The police did return and the man lead them again on a tour of the house, when they had reached the basement, and he had been alluded of any guilt he suddenly said “Come Gentleman, you must look at this wall, look how perfectly the plaster set. You must say it is an excellent job.” and he tapped the wall with a broom that lay by his hand. It was at that time that a most terrible – most horrible scream, a scream alike to that of intense pain rang throughout the small basement. The police officers stared at each other trying to assure it each other that the madness was shared, when they were best alleviated from shock they tore down the wall from whence the screaming originated, and were horrified to find the body of the man's wife lay stuffed into the wall cavity, the Delcatty sat on her head, screaming the scream.

"I had walled the monster up within the tomb!"


***

And to an explanation.

This was a recreation of the Edgar Allen Poe short story, 'The Black Cat' so you see the choice of title I went with.

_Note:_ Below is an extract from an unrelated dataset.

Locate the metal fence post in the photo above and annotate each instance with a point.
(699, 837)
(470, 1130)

I also attempted to write it in a style rather similar to his own, I know I don't do it perfectly, even close but thats for fans of Poe to decide.

A very good example of 19th Century Horror is the short story this is based on, and in the actual story the ending (the actual last line in 'The Black Cat' is the one I used, so forgive me for the tense switch) is one very good and has that, wow that had a really good twist, feel to it. You should all go and read some of Poe's work, it's a big inspiration to my own.

I hope that answers a few questions some of you may have had.